My goal, as a Christian, was simple. I knew that different men said different things about God. All I wanted was a reliable means of determining which of those men, if any, were really telling the truth about Him. I didn’t want to simply put my faith in whatever men said was right, even if (especially if!) the man I was trusting was myself. I knew the folly of believing whatever seems right in one’s own eyes, and I eventually learned that this was no less an unreliable source if you transformed it slightly by turning it into “whatever interpretation of Scripture seems right in one’s own eyes.” I wanted to know the real truth, the truth that was not built out of the things men thought were right and wanted to believe. The truth that exists on its own, independently of the beliefs of men.
And yet, despite my good intentions, I deceived myself for decades. I made exceptions. I assumed that the men who wrote the Bible were necessarily telling the truth, and that the men who canonized the Scripture were necessarily correct. After all, God would not allow a false book to bear the name of “God’s Word,” right? I told myself I was being objective and verifying my beliefs when what I was actually doing was setting up isolated little self-contained assays designed to reinforce this or that preconceived idea I was having doubts about. I kept my attention focused on the small picture, so that I would not be troubled by the inconsistencies that arose when you try and put all the little pieces together in one big picture.
And it’s the big picture that gives Christianity problems. I once helped a Mormon lady deconvert from Mormonism by the same approach. Individually, the little pieces of her faith were not a problem, and she had a million and one little tests by which she knew that the LDS church was the One True Faith. When I exposed her to the big picture, though, she started to have some doubts.

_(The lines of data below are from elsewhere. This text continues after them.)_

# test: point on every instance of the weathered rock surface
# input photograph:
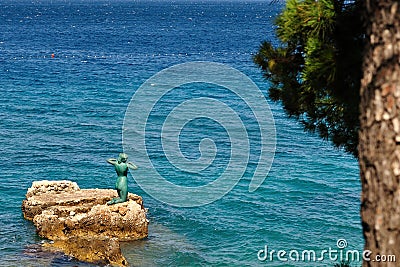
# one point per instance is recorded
(81, 224)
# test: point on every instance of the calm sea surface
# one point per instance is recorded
(62, 117)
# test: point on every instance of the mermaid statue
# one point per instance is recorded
(121, 166)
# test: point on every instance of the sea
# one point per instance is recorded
(69, 69)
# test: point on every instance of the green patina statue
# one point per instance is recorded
(121, 166)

I showed her some of the contradictions in her faith, in front of her own Mormon elders (a couple 18-year-olds), and she began to realize that it didn’t really all fit together. And, ironically enough, my own faith suffered a similar fate starting a few years later.
If our goal is to merely reinforce our preconceived ideas and to insulate ourselves from real-world truth, then fine, it’s ok to wall off those other, potentially troublesome questions, and just limit ourselves to simple assays that will easily satisfy our desire to claim to have some real-world support for our dogmas. But if our goal is to challenge ourselves, and make reality the standard by which we measure our beliefs instead of vice versa, then we’ll be eager to explore all the questions, and to see whether or not our conclusions really are consistent with the real world, even in areas outside our “little tests.”
Truth is consistent with itself, both in the fact that it does not contradict itself and in the fact that each real world truth is interrelated with other real world truths, such that we can follow the connections to discover new truths on the basis of old ones. If we’re not exploiting these very useful properties of the truth, if we’re reluctant to even try to follow all of the ramifications, maybe we’re trying to tell ourselves something. Maybe we’re not really as fond of the truth as we’d like to think. But that’s a human frailty, and the cure is simple: embrace the truth anyway. In the long run, that’s by far the best approach.